Gegründet hat sich die Waldinitiative 2021 im Berliner Norden. Dort, im Forst Tegel, waren die Berliner Forsten besonders rabiat vorgegangen. „Die haben Kiefernbestände gefällt, unter denen schon ein zehn Meter hoher Unterbau von Laubbäumen gewesen ist“, kann sich Scheytt noch heute ärgern. „Doch das Mischwaldprogramm nahm auf solche Flächen keine Rücksicht.“

Auch der BUND hat immer wieder die Kritik vorgebracht, dass es bei diesem Programm weniger um einen an den jeweiligen Standort angepassten Waldumbau ging, sondern darum, eine möglichst große Zahl an Jungbäumen zu pflanzen.

Paul Scheytt von der Waldinitiative formuliert es so: „Offenbar geht der Waldumbau auch mit Naturverjüngung, also ohne die Pflanzung von neuen Bäumen.“ Zum Treffen mit der taz haben Scheytt und seine Mitstreiter sogar Fotos von Flächen mitgebracht, auf denen das Kronendach stark gelichtet wurde – ohne dass die Jungbäume hochgekommen wären.

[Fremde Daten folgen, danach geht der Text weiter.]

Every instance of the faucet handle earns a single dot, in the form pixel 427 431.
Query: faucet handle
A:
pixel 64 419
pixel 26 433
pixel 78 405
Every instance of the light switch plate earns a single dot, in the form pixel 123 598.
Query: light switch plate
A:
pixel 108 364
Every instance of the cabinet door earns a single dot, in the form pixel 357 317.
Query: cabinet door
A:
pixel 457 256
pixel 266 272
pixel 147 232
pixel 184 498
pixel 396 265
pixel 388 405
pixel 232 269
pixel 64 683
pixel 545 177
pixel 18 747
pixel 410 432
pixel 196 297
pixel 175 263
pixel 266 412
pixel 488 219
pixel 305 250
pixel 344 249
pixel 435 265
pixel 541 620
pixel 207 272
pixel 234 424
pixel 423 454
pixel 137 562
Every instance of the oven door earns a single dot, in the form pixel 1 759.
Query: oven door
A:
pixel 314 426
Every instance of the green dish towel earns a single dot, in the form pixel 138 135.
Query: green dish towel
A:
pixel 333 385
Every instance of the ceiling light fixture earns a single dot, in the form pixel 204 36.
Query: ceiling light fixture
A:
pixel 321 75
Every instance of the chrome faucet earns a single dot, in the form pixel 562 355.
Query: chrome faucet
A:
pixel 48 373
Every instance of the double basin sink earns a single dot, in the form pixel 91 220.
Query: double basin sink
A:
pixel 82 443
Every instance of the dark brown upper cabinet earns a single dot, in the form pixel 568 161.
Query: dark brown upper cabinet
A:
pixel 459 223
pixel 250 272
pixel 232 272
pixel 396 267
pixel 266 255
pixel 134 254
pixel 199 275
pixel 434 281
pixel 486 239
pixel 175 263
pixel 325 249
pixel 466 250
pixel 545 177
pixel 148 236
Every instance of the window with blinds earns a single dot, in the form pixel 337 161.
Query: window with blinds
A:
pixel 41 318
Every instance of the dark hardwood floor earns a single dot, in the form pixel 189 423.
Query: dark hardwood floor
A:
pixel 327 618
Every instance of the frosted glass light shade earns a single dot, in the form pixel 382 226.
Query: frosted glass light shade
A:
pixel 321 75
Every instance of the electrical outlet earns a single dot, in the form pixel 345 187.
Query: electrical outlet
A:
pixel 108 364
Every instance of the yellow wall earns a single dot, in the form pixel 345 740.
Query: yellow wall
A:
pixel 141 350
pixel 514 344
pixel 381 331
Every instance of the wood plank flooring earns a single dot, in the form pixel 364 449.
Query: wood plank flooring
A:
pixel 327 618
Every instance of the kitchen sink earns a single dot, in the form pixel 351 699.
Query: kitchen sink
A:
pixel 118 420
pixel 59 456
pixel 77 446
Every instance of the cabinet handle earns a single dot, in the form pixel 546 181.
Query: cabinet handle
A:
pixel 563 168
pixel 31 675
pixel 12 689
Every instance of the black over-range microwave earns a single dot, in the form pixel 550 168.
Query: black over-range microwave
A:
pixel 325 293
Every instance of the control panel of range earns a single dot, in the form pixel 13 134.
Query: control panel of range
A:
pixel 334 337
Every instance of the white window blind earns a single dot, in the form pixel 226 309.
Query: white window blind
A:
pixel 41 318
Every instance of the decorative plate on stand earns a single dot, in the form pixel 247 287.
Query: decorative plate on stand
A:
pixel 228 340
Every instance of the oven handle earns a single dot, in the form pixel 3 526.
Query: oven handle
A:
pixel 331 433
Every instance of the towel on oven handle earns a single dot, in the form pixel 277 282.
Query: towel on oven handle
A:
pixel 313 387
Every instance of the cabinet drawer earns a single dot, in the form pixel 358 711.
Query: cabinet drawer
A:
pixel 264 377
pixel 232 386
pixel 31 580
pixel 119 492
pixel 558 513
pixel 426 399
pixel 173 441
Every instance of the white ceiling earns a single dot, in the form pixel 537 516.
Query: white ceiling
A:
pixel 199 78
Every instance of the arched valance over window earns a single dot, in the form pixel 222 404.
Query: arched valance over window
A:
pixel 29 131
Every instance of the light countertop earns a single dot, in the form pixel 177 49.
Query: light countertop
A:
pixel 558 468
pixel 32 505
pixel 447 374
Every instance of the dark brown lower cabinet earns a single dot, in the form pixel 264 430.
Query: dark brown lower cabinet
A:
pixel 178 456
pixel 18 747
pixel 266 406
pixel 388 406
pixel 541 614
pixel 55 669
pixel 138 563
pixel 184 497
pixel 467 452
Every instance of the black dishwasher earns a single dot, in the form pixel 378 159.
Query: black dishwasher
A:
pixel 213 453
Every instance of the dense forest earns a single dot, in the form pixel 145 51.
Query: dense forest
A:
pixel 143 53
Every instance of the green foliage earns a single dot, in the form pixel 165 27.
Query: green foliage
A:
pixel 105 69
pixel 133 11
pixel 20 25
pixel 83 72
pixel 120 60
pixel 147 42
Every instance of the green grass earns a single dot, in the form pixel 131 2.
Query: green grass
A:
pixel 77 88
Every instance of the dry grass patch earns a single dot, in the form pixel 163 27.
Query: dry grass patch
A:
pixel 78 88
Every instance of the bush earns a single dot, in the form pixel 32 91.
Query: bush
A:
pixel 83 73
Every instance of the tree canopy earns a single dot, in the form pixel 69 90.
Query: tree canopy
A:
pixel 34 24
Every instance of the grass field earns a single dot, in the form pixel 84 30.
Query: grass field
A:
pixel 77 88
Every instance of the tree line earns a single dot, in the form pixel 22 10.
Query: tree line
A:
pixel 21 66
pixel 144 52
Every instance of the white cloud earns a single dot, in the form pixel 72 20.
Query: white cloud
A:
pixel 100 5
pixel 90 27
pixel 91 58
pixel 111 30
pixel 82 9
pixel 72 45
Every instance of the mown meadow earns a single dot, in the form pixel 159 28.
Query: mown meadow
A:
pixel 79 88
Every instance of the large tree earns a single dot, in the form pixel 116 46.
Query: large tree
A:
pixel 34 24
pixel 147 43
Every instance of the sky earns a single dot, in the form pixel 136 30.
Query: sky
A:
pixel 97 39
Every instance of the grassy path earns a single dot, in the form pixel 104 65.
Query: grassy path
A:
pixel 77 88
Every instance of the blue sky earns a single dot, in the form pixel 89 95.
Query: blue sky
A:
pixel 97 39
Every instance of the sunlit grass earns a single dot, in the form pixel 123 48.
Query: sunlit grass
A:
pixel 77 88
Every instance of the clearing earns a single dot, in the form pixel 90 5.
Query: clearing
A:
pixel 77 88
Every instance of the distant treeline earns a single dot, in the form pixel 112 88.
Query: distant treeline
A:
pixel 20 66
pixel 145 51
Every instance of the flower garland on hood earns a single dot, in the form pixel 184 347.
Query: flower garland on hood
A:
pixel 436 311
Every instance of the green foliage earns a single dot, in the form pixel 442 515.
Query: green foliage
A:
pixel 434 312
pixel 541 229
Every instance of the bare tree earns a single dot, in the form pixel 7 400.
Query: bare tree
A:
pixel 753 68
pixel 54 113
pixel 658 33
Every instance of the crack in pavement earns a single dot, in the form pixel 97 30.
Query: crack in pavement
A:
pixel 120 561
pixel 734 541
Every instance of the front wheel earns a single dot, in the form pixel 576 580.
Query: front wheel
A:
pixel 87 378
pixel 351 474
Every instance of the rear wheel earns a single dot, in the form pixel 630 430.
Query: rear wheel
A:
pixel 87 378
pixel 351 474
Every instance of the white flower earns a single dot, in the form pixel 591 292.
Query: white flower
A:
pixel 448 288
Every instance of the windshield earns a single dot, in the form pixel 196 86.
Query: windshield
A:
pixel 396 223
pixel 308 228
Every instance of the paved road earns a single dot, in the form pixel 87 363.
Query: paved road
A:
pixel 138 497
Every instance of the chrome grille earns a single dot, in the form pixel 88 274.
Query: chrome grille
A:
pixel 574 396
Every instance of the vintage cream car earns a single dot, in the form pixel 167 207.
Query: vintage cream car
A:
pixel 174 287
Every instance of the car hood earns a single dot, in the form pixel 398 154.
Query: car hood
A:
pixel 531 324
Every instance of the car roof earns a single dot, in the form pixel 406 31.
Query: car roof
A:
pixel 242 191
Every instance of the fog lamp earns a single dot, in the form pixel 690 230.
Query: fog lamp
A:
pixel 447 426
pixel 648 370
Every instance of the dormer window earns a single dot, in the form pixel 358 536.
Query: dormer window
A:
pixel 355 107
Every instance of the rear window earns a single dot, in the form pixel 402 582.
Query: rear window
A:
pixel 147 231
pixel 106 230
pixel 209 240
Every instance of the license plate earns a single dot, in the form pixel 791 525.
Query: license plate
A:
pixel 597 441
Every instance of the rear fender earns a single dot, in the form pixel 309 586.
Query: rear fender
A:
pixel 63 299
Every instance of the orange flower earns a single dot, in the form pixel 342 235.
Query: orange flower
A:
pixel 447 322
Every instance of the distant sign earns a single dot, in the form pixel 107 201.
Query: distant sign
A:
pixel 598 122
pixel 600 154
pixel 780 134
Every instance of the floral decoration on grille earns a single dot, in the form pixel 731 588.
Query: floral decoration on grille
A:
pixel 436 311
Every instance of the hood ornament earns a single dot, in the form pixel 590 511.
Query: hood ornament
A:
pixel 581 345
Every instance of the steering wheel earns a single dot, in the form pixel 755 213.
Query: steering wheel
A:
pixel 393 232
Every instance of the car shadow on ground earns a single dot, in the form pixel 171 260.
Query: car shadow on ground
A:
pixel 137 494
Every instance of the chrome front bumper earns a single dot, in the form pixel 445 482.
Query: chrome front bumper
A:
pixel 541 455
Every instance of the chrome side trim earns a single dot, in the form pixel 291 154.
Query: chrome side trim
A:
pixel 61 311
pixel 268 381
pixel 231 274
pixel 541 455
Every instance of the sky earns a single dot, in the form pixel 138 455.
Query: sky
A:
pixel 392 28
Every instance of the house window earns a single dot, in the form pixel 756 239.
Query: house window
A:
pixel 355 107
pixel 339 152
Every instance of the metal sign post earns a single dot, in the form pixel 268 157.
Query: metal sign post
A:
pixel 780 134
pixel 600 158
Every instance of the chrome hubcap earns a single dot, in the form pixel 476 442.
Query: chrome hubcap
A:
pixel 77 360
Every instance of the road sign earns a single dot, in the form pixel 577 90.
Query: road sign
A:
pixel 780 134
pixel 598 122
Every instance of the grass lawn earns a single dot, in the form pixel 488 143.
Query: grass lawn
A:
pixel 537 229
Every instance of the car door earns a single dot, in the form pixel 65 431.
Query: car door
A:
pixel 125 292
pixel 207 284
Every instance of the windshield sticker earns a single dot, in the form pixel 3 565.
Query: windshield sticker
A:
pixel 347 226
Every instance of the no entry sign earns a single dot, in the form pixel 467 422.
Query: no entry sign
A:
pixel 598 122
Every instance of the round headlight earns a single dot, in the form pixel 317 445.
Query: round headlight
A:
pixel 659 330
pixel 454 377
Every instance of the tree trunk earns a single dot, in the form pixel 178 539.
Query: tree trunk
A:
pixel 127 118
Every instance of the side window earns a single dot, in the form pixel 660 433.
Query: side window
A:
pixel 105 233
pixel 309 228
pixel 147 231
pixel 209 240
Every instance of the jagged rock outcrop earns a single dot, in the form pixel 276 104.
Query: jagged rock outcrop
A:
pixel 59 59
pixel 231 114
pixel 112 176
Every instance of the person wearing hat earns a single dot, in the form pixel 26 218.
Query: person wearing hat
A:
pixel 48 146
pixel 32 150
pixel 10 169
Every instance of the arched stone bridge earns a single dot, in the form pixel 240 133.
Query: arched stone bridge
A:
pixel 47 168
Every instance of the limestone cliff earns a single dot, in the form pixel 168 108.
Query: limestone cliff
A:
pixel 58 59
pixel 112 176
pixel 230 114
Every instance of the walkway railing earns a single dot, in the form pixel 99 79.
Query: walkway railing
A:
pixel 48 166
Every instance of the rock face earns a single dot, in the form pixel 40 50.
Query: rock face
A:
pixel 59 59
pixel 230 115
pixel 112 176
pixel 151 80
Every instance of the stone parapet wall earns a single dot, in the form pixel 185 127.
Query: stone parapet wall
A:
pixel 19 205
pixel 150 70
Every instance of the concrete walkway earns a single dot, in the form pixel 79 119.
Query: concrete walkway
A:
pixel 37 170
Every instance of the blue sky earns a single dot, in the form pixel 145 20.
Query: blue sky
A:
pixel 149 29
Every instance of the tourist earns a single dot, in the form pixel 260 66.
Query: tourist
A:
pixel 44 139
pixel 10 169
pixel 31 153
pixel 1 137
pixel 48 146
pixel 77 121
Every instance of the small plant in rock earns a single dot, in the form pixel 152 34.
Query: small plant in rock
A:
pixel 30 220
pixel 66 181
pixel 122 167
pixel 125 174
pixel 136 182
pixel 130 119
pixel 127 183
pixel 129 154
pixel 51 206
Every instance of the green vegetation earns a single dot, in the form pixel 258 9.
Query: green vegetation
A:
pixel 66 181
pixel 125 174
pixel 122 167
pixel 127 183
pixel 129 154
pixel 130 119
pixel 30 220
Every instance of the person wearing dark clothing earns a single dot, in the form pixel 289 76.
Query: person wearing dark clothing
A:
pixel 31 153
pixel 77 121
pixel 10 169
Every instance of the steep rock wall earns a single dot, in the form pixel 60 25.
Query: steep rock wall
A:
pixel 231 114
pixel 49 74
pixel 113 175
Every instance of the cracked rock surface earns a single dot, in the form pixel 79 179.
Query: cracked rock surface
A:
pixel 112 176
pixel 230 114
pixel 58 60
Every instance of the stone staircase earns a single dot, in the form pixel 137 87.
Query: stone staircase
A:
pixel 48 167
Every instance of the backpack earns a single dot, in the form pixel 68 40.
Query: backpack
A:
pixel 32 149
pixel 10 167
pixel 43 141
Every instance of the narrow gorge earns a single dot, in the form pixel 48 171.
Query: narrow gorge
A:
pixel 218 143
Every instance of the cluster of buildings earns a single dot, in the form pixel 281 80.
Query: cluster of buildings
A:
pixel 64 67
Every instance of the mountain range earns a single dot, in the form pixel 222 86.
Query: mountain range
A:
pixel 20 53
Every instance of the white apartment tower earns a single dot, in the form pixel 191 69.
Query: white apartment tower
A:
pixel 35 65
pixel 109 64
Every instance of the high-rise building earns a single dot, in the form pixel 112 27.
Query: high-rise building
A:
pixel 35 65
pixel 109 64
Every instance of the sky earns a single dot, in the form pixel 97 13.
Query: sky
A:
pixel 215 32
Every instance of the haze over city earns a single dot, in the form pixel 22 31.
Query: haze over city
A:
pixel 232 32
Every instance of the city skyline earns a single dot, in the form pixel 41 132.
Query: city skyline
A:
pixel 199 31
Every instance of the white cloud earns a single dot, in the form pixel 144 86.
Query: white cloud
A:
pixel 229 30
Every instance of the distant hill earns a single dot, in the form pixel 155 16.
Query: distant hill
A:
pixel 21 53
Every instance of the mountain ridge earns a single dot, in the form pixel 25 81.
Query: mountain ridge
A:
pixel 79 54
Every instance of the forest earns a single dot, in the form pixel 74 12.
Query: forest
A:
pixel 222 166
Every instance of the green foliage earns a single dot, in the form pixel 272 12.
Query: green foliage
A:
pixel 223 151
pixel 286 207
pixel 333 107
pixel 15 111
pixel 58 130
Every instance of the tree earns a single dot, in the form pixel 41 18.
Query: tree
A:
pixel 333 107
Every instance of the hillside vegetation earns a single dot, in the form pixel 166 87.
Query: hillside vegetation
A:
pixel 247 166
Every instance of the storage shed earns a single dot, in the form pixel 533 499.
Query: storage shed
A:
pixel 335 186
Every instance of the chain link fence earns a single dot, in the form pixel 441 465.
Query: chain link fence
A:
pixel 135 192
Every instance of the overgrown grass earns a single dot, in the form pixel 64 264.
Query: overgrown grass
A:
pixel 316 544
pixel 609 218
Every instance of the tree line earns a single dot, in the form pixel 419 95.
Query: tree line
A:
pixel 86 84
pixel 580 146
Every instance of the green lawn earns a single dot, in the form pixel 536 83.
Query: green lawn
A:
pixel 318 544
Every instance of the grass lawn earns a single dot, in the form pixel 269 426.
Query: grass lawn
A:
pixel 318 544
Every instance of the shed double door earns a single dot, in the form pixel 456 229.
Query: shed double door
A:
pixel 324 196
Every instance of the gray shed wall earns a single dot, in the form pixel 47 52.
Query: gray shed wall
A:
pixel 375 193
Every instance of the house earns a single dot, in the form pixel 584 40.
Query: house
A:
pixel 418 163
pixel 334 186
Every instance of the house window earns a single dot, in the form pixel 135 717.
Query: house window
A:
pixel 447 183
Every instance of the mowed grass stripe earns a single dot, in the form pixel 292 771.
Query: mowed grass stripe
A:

„Wenn man das Kronendach zu zehn Prozent auflichtet, wird es am Boden ein Grad wärmer“, rechnet Scheytt vor. „Wenn man die Hälfte der Kiefern rausnimmt oder sogar zwei Drittel, wird es 5 oder 7 Grad wärmer.“

Gutes Licht, schlechter Schatten: Diese Rechnung geht mit zunehmender Hitze nicht mehr auf. Das hat nun auch die Senatsverwaltung für Umwelt erkannt. „Es erfolgt in den Berliner Wäldern keine weitere Öffnung des Kronendachs“, heißt es in einem Schreiben von Staatssekretärin Behrendt an die Berliner Forsten. So wird also auch der Waldumbau überschattet vom Klimawandel.

Ein Kasten soll es richten

Im Stiftswald von Neuzelle spielt Naturverjüngung ebenfalls eine große Rolle. Doch was tun, wenn die Kiefern so dominant sind, dass weit und breit kein Samenbaum zu finden ist, der die nötigen Eicheln und Bucheckern bereit hält? Anders als bei anderen Laubbäumen ist der Radius der Naturverjüngung vor allem bei Eichen begrenzt. „Die Eicheln fallen vom Baum, dort keimen dann auch die jungen Eichen“, sagt Boris Schnittker. „Schon einige Meter weiter ist dann theoretisch Schluss.“

Jedes Jahr 1,2 Millionen Eicheln ausbringen kann Boris Schnittker nicht. Damit auch in den Kiefernforsten der Stiftung irgendwann die Eichen übernehmen, machen sich die Forstleute das Vorratsmanagement eines Vogels zu Nutze: Schnittkers Leute haben entlang der Kiefernforste in regelmäßigen Abständen so genannte Häherkästen platziert.

Wo Ahorne dank ihrer geflügelten Samen noch mehrere hundert Meter vom Mutterbaum entfernt keimen können, müssen bei den schweren Eichensamen andere den Job machen. Also werden sie in die Kästen gelegt, wo Eichelhäher sie sich schnappen und dann verbuddeln. Weil die Häher etwas vergesslich sind, wissen sie am Ende nicht mehr so genau, wo überall die schmackhafte Nahrung versteckt ist. So tragen also nicht nur die Bäume selbst zum Waldumbau bei oder der Mensch, der ihnen nachhilft, sondern auch ein etwas tüddeliger Waldvogel.

Allerdings kann es immer noch sein, dass dort, wo der Eichelhäher seine Beute versteckt, zu viel Licht ist. Oder zu viel Schatten. Dann gewinnen vielleicht andere das Wettrennen.